Mark Watts and Hannah Crowther of Bristows discuss the nuances behind the European Union’s ruling and the finer points of EU data protection law.
"From worrying about what information the government or Google may hold, the focus has shifted to what anyone and everyone can find out – one’s family, peers, and current and future employers – from entering a few keystrokes online."

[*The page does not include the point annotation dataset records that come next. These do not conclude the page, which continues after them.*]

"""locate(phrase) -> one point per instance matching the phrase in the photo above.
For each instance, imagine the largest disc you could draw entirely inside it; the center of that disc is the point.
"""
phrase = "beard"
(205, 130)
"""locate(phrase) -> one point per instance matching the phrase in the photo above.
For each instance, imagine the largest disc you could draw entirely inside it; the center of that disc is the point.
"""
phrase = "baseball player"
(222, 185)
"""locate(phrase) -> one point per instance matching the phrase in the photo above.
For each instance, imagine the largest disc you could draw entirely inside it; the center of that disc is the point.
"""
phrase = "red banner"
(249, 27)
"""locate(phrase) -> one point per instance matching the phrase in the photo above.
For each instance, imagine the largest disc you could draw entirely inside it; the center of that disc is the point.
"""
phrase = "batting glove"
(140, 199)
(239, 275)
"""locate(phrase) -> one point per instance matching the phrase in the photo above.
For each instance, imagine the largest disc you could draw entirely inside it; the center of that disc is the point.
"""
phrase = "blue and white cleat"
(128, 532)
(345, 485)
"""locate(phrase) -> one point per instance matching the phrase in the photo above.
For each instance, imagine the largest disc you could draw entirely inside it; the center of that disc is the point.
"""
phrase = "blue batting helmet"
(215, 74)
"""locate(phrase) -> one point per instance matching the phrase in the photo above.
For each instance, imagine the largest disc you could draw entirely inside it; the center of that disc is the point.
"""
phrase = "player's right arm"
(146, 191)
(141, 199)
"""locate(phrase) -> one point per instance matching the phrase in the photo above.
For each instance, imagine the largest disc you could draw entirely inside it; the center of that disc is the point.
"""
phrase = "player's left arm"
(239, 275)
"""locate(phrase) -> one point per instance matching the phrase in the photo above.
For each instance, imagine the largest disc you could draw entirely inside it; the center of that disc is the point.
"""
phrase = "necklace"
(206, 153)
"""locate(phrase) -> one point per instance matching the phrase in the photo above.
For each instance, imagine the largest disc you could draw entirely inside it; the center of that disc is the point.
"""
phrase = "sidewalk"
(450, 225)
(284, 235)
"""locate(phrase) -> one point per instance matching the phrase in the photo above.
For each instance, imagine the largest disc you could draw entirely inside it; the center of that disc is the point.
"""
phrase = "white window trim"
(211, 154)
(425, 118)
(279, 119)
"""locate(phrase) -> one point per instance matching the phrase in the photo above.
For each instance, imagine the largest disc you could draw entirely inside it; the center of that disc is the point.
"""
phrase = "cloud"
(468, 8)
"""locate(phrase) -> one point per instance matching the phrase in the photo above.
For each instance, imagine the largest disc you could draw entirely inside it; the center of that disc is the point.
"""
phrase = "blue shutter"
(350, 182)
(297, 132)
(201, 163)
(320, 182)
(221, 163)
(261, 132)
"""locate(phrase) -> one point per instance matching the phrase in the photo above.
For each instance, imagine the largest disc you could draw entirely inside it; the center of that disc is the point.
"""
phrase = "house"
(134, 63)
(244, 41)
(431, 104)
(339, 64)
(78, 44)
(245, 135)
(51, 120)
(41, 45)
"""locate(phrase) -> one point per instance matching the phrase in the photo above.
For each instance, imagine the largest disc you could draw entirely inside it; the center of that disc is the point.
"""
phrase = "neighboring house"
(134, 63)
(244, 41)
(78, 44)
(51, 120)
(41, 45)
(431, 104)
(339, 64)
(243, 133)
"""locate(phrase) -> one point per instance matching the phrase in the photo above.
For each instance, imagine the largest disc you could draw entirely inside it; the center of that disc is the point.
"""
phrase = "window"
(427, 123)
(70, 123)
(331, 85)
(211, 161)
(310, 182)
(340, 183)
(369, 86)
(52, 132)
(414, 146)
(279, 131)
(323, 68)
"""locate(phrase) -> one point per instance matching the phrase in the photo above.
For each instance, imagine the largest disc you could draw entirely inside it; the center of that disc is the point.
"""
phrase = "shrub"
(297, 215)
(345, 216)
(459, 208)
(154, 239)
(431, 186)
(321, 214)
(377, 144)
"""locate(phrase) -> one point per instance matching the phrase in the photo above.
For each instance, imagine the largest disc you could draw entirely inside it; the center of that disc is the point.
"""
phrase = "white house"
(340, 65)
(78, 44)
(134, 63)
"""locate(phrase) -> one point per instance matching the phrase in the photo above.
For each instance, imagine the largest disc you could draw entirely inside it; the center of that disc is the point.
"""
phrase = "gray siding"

If we are to believe everything we’ve read in the media over the past few months, we now have the “right to be forgotten”. The right, on request, to have our past misdemeanours and embarrassing moments cast into oblivion, and to emerge squeaky clean – a blank slate (albeit in an online world where paper, never mind slate, may soon become an outdated metaphor).
The reality is, of course, somewhat more nuanced. The right granted by the Court of Justice of the European Union’s (CJEU’s) ruling in Google v Costeja in May 2014 is limited to removing the link to certain URLs produced when your name is entered into an online search engine. It is not a general right to have your personal data deleted by anyone, nor to have the information removed from a search engine altogether. Moreover, this right will not apply in all circumstances: in some cases, the requestor’s privacy rights will not override the interests of internet users to receive information, and so the link can remain.
Despite its more limited application from a strictly legal perspective, however, the Costeja judgment is still hugely significant in terms of the development of privacy rights in the EU. There are three trends that emerge from the judges’ decision which, even if you are not a search engine or someone who is unhappy with their online image, are relevant to anyone with an interest in privacy.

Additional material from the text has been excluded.